Much of the violence is attributed to Boko Haram, the Islamist armed group operating in northern Nigeria, in particular in Kano. Boko Haram’s main goal is to overthrow the federal government and impose Islamic law throughout northern Nigeria.

Formed in 2002, the group has killed thousands of people, including more than 2,600 in the past two years alone. Clashes in April in the northeastern town of Baga between Nigerian security forces and Boko Haram left more than 200 people dead and some 2,000 homes destroyed. Many people accused the army of dousing houses with gasoline, setting them on fire, and shooting residents when they tried to flee.

The government is hoping to strike a deal with Boko Harem which would include an amnesty as well as a ceasefire. But previous attempts at dialogue have failed. As well, Ansaru, an even more extreme jihadist group that broke away from Boko Haram, is also now active in the north.

Corruption has been deeply engrained in the political culture of this oil-rich country. While those in power grew fabulously rich, most Nigerians remain poor, and the Nigerian state itself has been blamed for the inequality.

The most corrupt of Nigeria’s presidents was General Sani Abacha, from Kano, who ruled from 1993 until 1998. After his death from a heart attack, it was alleged that he and his family had enriched themselves to the tune of $3 billion, reportedly siphoned out of the country’s coffers and sent abroad. Some $473 million was discovered in Swiss bank accounts alone.

After emerging from nearly three decades of uninterrupted military dictatorship, the country returned to civilian rule under Olusegun Obasanjo in 1999.

Upon the death in 2010 of President Umaru Musa Yar’Adua, a Muslim Hausa from the north, his vice-president, Goodluck Jonathan, assumed the office.

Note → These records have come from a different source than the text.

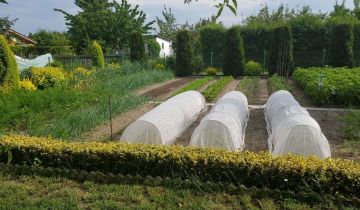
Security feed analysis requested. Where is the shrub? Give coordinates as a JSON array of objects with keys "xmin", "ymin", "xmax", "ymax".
[
  {"xmin": 31, "ymin": 67, "xmax": 65, "ymax": 89},
  {"xmin": 130, "ymin": 32, "xmax": 145, "ymax": 62},
  {"xmin": 90, "ymin": 41, "xmax": 105, "ymax": 68},
  {"xmin": 223, "ymin": 27, "xmax": 245, "ymax": 76},
  {"xmin": 269, "ymin": 26, "xmax": 294, "ymax": 76},
  {"xmin": 0, "ymin": 35, "xmax": 20, "ymax": 88},
  {"xmin": 244, "ymin": 61, "xmax": 263, "ymax": 76},
  {"xmin": 329, "ymin": 23, "xmax": 354, "ymax": 68},
  {"xmin": 20, "ymin": 78, "xmax": 37, "ymax": 91},
  {"xmin": 200, "ymin": 23, "xmax": 226, "ymax": 68},
  {"xmin": 175, "ymin": 30, "xmax": 193, "ymax": 76},
  {"xmin": 204, "ymin": 67, "xmax": 217, "ymax": 76},
  {"xmin": 154, "ymin": 63, "xmax": 165, "ymax": 70},
  {"xmin": 0, "ymin": 136, "xmax": 360, "ymax": 196}
]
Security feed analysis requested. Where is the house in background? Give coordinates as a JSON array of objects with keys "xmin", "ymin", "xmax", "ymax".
[
  {"xmin": 155, "ymin": 36, "xmax": 174, "ymax": 58},
  {"xmin": 4, "ymin": 29, "xmax": 37, "ymax": 45}
]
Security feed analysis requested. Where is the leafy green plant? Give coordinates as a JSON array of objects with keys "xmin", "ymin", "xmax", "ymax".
[
  {"xmin": 202, "ymin": 76, "xmax": 234, "ymax": 102},
  {"xmin": 244, "ymin": 61, "xmax": 263, "ymax": 76}
]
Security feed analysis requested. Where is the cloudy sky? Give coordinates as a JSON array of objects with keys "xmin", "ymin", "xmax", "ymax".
[{"xmin": 0, "ymin": 0, "xmax": 353, "ymax": 34}]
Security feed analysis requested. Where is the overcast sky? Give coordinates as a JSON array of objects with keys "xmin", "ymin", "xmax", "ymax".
[{"xmin": 0, "ymin": 0, "xmax": 353, "ymax": 34}]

He is a Christian from the Niger delta region in the southeast, a member of one of the country’s smaller ethnic groups, the Ijaw.

Militants in Boko Haram, displeased with the idea of a Christian as head of state, in August 2011 bombed the UN building in Abuja. Jonathan asserted that it was not merely an attack on Nigeria, but on the international community.

Given the immense problems that beset Nigeria, Jonathan needs all the luck he can get.